The Potential of Ketamine in Treating Alcohol Use Disorder
Article Title: “A Single Ketamine Infusion Combined With Motivational Enhancement Therapy for Alcohol Use Disorder: A Randomized Midazolam-Controlled Pilot Trial”
Authors: Elias Dakwar, Frances Levin, Carl L. Hart, Cale Basaraba, Jean Choi, Martina Pavlicova, Edward V. Nunes.
Publication Date: February, 2020
Background
Alcohol use disorder (AUD) is a significant global health issue, with limited effective pharmacotherapy and behavioural treatments. Novel approaches to treating AUD are essential to enhance recovery rates. This study investigates whether a single ketamine infusion combined with motivational enhancement therapy (MET) can improve drinking outcomes in individuals with alcohol dependence.
Study Overview
This pilot trial involved 40 participants who were randomly assigned to receive either a single ketamine infusion or an active control (midazolam) during the second week of a five-week outpatient MET program. The participants’ alcohol use was monitored over 21 days post-infusion to assess the effectiveness of the treatment.
Key Findings
Increased Abstinence: Participants who received the ketamine infusion were more likely to abstain from alcohol compared to those in the midazolam group.
Delayed Relapse: Ketamine recipients experienced a delayed time to relapse.
Reduced Heavy Drinking: The likelihood of heavy drinking days was lower in the ketamine group compared to the control group.

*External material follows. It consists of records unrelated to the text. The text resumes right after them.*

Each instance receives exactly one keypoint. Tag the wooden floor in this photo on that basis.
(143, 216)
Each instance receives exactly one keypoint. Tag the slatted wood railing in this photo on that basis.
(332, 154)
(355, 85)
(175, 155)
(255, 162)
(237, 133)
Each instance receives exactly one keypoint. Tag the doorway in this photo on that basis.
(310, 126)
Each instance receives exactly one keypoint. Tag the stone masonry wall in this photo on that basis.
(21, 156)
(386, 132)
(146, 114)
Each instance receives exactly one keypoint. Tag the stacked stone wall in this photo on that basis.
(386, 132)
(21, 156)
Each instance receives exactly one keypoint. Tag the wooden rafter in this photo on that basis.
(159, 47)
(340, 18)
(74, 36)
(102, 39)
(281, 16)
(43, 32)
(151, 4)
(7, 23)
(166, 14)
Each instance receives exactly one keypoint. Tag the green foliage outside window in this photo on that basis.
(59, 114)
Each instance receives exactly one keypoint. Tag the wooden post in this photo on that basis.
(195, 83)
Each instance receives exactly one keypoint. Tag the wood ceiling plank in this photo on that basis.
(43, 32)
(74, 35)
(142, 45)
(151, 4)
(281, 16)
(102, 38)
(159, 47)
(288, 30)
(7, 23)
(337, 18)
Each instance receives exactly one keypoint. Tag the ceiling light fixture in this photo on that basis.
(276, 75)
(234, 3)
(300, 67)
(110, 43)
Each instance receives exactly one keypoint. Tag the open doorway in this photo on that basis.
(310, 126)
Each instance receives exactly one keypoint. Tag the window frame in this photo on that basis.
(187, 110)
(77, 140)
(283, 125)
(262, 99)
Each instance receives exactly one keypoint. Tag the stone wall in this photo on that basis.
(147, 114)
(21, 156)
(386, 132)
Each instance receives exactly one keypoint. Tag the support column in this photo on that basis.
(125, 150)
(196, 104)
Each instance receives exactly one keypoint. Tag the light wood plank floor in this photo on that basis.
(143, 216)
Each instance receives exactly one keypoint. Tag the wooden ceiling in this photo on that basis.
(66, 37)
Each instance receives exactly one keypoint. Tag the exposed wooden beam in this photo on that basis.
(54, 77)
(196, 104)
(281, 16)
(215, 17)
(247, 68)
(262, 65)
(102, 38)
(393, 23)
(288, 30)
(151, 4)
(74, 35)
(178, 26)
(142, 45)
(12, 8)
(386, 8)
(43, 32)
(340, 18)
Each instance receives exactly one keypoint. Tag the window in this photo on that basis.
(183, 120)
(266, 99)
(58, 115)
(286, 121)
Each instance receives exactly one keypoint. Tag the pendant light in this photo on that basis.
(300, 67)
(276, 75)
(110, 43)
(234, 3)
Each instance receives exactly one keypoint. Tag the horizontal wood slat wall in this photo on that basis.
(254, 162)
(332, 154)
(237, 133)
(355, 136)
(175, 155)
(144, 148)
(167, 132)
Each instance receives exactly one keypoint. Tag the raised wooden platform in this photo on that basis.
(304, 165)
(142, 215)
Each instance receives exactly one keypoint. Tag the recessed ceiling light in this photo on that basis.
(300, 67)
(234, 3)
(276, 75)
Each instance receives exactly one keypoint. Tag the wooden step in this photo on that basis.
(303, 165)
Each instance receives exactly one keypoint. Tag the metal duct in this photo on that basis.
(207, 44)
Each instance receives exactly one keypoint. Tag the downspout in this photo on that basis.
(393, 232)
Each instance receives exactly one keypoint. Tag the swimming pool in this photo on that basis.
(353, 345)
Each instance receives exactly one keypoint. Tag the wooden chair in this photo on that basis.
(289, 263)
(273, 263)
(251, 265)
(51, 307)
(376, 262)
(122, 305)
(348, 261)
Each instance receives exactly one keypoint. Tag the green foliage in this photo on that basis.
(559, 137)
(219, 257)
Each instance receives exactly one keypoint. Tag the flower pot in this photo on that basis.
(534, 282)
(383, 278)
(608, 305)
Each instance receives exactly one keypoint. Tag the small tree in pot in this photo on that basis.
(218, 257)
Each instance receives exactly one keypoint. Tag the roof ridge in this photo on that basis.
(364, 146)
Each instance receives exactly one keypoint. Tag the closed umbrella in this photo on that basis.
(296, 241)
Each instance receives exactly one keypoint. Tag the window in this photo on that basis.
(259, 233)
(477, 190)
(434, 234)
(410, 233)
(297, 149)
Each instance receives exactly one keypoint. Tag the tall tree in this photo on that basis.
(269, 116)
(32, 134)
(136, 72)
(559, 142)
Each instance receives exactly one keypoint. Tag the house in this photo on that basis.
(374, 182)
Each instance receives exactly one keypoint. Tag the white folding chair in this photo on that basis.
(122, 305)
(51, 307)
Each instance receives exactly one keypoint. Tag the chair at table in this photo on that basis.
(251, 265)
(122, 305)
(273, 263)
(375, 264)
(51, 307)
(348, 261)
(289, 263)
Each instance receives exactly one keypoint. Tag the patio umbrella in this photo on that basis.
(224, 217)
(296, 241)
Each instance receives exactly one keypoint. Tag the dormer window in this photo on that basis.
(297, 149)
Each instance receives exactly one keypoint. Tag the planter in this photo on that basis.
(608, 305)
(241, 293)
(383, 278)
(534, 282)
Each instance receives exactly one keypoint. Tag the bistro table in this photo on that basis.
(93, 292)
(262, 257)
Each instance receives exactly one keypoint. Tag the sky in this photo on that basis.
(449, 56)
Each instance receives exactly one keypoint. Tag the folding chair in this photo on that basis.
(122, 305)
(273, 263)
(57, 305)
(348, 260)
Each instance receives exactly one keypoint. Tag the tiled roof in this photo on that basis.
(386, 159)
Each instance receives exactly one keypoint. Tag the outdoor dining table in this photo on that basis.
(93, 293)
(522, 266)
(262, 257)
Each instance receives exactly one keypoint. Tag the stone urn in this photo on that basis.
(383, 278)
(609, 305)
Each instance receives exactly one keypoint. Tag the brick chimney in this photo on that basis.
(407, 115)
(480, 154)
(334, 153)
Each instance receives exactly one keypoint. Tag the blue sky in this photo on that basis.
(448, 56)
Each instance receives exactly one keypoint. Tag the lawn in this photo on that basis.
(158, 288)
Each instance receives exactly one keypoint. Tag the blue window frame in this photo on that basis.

Good Tolerance: The ketamine infusion was well tolerated with no severe adverse events leading to study withdrawal.
Discussion
The study’s findings suggest that ketamine, combined with MET, can effectively enhance abstinence and reduce heavy drinking in individuals with AUD. The results build on previous research indicating ketamine’s potential in treating substance use disorders by affecting motivation and reducing cravings.
Implications
These promising results suggest that integrating ketamine infusions into behavioural treatment frameworks could offer a new, effective approach to managing AUD. The potential for ketamine to enhance motivation and reduce relapse rates is particularly noteworthy, indicating a possible paradigm shift in addiction treatment.
Potential Application
Clinicians might consider incorporating ketamine infusions into treatment protocols for AUD, especially for patients who have not responded to traditional therapies. However, further research is needed to replicate these findings in larger samples and to understand the long-term effects of such treatment.
Conclusions
This study provides preliminary evidence that a single ketamine infusion, when combined with MET, can significantly improve drinking outcomes in individuals with AUD. The integration of pharmacotherapy and behavioural therapy could represent a promising new direction in addiction treatment.